Beautiful Love #
基本データ #
- 作曲年:1931年
- 作曲:Wayne King (1901-1985)、Egbert Van Alstyne (1878-1951)、Victor Young (1900-1956)
- 作詞:Haven Gillespie (1888-1975)
参考音源 #
- Anita O’Day / This Is Amita (1955)
- ミディアムテンポで演奏している。ハーモニー的にも1小節目をトニック・マイナーで始めているのが興味深い。キーは、Fマイナー。
- Bill Evans / Exploraions (1961)
- スコット・ラファロとポール・モチアンとのトリオ。キーは、Dマイナー。
- Michel Petrucciani / The Power Of Three (1986)
- ウェイン・ショーター、ジム・ホールとのトリオでモントルーの実況盤。このテイクはホールとのデュオである。キーは、Dマイナー。
曲目解説 #
こんにちでは4/4拍子で演奏されることが多いが、もともと3/4拍子である。もちろん初演のウェイン・キング楽団も3/4拍子で演奏している。
その後、いくつかの映画音楽でも使われた。
メロディとコード #
以下、キーをDマイナーとして解説する。
4小節目 #
3小節目がトニック・マイナーのDm、5小節目は一般にサブドミナント・マイナーGm7である。このとき、4小節目は5小節目へのセカンダリ・ドミナントD7で演奏することがある。
しかし、D7で想定されうるいずれのスケールもメロディ(F G A)に合致しない。
テーマでD7を演奏する場合、一つのやりかたとして、ストレート・メロディを演奏せず、コードにかなうようにフェイクするという方法があるだろう。
ところが、ほぼストレートメロディを演奏しているにもかかわらずD7を演奏するケースもある。これをどう考えたらよいのか。
ひとつの考え方として、これは望ましいものではないという主張があるだろう。つまり一種の「アクシデント」との見方である。
一方で、許容されるという主張もありうる。メロディとハーモニーの不一致の例は少なからずある。多くの場合、メロディがキーのスケール(この場合Dマイナー・スケール)のなかで動いていて、かつコードも和声的にそれほど特殊ではないケース(この場合、IVへのセカンダリ・ドミナントでありきたりのコードと機能)のときには、サウンドしてしまうことがある。
また、メロディがアウフタクトのとき、とくに許容される傾向がある。ソロでも、新しいフレーズを次のコードを先取りして始めることが少なからずある。特にある一定のテンポ以上の場合であればそれほど気にならない場合が多い。

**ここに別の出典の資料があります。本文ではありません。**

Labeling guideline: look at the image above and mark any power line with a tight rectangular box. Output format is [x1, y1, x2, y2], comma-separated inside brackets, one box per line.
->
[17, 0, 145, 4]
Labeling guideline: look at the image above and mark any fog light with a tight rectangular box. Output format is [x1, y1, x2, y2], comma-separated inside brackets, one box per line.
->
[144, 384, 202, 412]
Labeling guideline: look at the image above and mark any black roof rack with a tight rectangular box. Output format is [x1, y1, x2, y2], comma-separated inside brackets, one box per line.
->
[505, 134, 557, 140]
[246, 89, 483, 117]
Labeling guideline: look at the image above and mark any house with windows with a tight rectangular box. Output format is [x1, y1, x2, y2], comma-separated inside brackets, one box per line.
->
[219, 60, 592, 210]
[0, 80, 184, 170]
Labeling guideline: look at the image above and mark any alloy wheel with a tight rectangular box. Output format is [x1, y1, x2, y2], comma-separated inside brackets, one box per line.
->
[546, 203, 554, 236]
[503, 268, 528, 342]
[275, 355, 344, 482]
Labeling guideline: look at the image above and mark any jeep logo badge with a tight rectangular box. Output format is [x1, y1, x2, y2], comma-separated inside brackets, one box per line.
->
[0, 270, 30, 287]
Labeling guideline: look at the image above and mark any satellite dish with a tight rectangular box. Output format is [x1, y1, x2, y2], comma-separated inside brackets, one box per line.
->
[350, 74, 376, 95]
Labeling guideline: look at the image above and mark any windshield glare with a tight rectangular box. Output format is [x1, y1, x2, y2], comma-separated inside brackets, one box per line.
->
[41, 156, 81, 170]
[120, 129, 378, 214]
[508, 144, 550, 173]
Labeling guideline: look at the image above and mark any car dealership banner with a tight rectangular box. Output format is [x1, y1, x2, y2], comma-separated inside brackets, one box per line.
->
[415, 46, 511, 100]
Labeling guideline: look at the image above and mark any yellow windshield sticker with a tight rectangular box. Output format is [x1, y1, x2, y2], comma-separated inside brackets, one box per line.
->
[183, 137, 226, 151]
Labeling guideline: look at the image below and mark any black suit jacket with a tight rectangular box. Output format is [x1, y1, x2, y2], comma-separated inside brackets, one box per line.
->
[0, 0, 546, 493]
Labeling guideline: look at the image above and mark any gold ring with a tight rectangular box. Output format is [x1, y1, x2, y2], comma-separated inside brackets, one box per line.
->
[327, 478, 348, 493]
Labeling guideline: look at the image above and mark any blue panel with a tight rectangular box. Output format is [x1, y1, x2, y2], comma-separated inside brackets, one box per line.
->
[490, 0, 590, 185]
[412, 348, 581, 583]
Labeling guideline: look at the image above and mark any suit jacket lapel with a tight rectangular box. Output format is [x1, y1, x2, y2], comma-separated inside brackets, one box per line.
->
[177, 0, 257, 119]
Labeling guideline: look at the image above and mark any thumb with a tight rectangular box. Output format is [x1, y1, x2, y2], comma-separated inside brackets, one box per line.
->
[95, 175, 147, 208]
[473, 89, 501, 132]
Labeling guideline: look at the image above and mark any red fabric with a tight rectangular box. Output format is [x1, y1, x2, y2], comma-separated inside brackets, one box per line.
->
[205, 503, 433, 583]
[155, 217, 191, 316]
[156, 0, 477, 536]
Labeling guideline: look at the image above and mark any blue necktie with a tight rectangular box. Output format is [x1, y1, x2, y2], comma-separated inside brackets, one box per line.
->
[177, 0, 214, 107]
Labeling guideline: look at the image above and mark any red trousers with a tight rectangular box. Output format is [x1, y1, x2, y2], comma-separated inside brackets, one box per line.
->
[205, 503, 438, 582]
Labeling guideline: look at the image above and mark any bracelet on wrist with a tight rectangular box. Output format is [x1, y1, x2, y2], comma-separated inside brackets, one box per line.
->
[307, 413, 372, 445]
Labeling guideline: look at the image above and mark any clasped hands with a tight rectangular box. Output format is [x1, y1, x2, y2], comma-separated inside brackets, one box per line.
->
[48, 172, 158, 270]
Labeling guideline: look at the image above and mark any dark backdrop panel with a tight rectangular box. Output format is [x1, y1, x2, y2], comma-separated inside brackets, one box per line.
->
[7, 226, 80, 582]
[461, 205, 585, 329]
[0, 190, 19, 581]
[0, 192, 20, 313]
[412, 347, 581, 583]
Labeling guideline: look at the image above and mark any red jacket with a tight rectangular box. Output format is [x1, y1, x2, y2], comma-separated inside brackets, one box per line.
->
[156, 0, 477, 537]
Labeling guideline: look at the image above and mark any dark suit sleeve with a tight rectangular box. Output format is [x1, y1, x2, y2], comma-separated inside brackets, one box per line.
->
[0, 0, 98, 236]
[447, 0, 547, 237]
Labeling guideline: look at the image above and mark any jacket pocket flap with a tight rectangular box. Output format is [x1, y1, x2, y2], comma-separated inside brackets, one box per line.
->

もっとも、気になるか否かは主観的なものである。私個人の意見であるが、音楽的にサウンドしており、かつ無自覚に演奏していないのであれば(つまりハーモニーとメロディについてあまりにも無頓着でなければ)許容されることもあると思う。もちろん、それは演奏の内容次第であるが。
5小節目 #
Gm7の場合、これはDmキーのサブドミナント・マイナーであるとともに、平行調ドミナントV7のリレイティブ・コードを兼ねている(つまりピボット)。
なお、Gm7(♭5)で演奏する録音も少なからずある。実はオリジナルがそうなっているのだ。
11-12小節目 #
11小節目のメロディはEで演奏されることもあるが、オリジナルはFである。したがって、11-12小節目をEm7(♭5) A7 と演奏することはできない。なぜならば、Fの音はEm7(♭5)のアヴォイドだし、また、例えEに代えるとしてもサウンドがやや薄っぺらくなってしまうからである。
ここはE7 A7でもよいのだが、B♭7 A7としてもよいだろう。
13-16小節目 #
9-12小節目と似ているけれども、メロディとの関係に注意をして考える必要がある。
13-14小節は機能的にはトニック・マイナーDmであろう。ただし、2小節Dmではハーモニック・リズム的に難があるので、14小節目をBm7(♭5)またはG7とすることが多い。前者は、マイナー・キーの「ロク」に相当し、Dm6の第3転回形なのでトニック・マイナー代理。後者は、Dmを主とするリレイティブ・コード(と私が考える)もの。ふつう、リレイティブ・コードはドミナント・セブンス・コードに前置されるマイナー・コードやハーフディミニッシュ・コードをいうが、この例のように、マイナー・セブンスを親としてドミナント・セブンス・コードがリレイティブ・コードとして後置されていると考えたほうが妥当ではないかと思われるケースもある。
30小節目 #
マイナー・キーの「トゥ・ファイブ」と無批判に演奏してはいけない。メロディがF-Eとなっており、FはEm7(♭5)に対するアヴォイド。したがって、E7 A7またはB♭7 A7が正しい。